Deep Transfer Learning for Physical Layer Security in Wireless Communication Systems

Machine learning has been used in wireless networking for wireless RF allocation, power allocations, predicting traffic load and inferencing/estimating channels. However, machine learning in wireless networking faces several challenges because of the big or small data, unlabeled data, system complexity, long training process, resource constrained (energy, storage, computing) wireless devices, and constantly changing user mobility, dynamic network topology, susceptibility of wireless jammers and eavesdroppers, and operating wireless environment. In order to address these challenges, transfer learning is regarded as one of the viable solutions as it leverages the knowledge from similar past tasks for learning of new problems.
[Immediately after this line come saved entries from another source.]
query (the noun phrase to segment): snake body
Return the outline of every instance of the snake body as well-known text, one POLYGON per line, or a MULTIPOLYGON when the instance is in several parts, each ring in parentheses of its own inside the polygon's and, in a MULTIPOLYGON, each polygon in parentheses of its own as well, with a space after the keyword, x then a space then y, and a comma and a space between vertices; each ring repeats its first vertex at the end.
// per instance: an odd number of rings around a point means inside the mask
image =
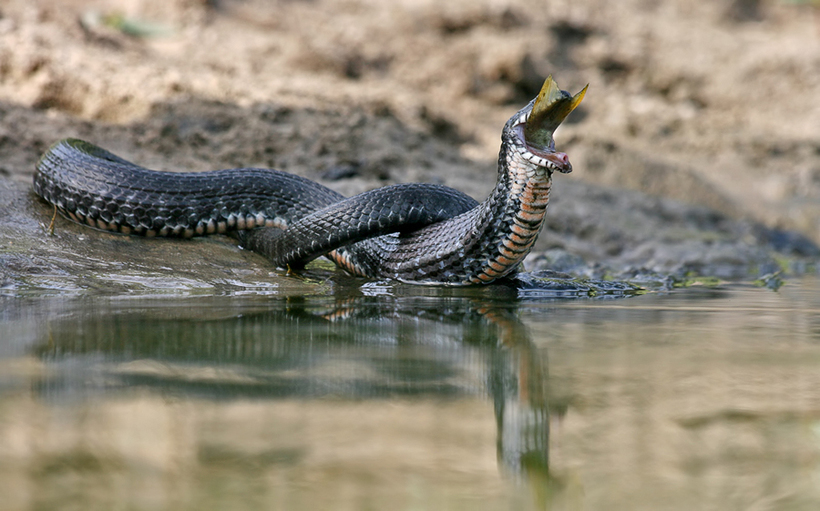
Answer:
POLYGON ((529 144, 524 133, 533 119, 553 130, 586 90, 570 98, 554 86, 542 99, 550 82, 504 126, 496 186, 481 203, 430 184, 344 198, 273 169, 154 171, 77 139, 57 142, 40 158, 34 191, 99 229, 176 237, 238 232, 243 246, 279 267, 326 255, 354 275, 489 283, 516 271, 543 227, 553 172, 572 169, 554 151, 551 131, 546 146, 529 144), (556 105, 565 111, 555 114, 556 105))

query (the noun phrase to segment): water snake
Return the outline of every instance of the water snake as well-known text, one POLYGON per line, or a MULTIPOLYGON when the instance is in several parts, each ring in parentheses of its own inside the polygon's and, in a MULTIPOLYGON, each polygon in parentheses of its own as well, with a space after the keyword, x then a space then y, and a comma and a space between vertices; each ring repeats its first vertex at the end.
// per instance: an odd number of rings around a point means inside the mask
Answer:
POLYGON ((507 121, 498 180, 481 203, 441 185, 400 184, 354 197, 273 169, 154 171, 77 139, 46 151, 34 191, 70 219, 144 236, 236 232, 279 267, 326 255, 351 274, 489 283, 516 271, 540 232, 552 173, 570 172, 553 132, 581 102, 547 78, 507 121))

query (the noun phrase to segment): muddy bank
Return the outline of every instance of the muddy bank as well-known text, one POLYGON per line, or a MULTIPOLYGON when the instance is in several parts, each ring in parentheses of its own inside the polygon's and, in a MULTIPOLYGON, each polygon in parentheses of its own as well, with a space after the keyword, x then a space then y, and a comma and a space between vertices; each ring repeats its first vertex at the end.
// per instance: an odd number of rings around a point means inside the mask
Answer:
POLYGON ((501 126, 547 74, 590 92, 557 134, 575 171, 557 176, 528 268, 813 272, 814 15, 728 0, 12 0, 0 10, 4 285, 82 287, 95 271, 106 276, 91 288, 124 292, 281 285, 226 239, 140 240, 62 219, 44 237, 50 211, 30 181, 59 138, 151 168, 275 167, 346 195, 433 182, 481 199, 501 126))
MULTIPOLYGON (((16 106, 5 106, 3 112, 6 118, 20 116, 18 125, 30 123, 20 153, 28 153, 32 165, 46 144, 38 131, 62 124, 66 133, 110 140, 109 147, 120 147, 121 155, 157 162, 154 167, 162 168, 165 159, 190 162, 177 170, 205 170, 196 161, 212 162, 206 168, 239 165, 243 157, 236 152, 245 141, 257 151, 252 164, 304 169, 302 174, 348 194, 412 180, 466 188, 480 199, 495 178, 492 165, 463 158, 456 145, 384 112, 362 109, 242 109, 189 102, 157 107, 148 120, 132 126, 23 115, 26 110, 16 106), (248 133, 253 134, 250 141, 244 136, 248 133), (371 133, 391 137, 397 141, 394 148, 407 145, 386 153, 369 138, 371 133), (471 182, 471 176, 480 179, 471 182), (472 187, 460 186, 468 182, 472 187)), ((733 219, 705 206, 564 178, 556 176, 546 228, 527 259, 529 271, 626 279, 651 287, 693 276, 754 280, 816 271, 820 250, 795 231, 733 219)), ((321 267, 305 278, 286 276, 224 236, 145 239, 96 231, 61 216, 50 234, 53 210, 32 193, 28 179, 0 177, 0 204, 0 268, 6 294, 299 295, 327 293, 334 279, 344 279, 321 267)))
In this paper, we investigate deep transfer learning for physical layer security in wireless networks with large-scale multiple-input multiple output (MIMO) system where previously trained model is transferred to a new wireless environment to predict secure waveform vectors and power levels for users who coexist with eavesdroppers (who overhear communications passively for resulting in lower secrecy rate for legitimate users) and jammers (who actively jam the channels or deteriorate the received signal at the legitimate receivers). In this case, a legitimate transmitter adapts it's transmit waveform and power using transfer learning to avoid jamming and eavesdropping impacts. This is analogous to training war-fighters in a training camp and deploying them to a completely new real battlefield where they are expected to (learn instantly and) defeat the enemy based on their past training. We evaluate the performance of the proposed approach using numerical results obtained from extensive simulations.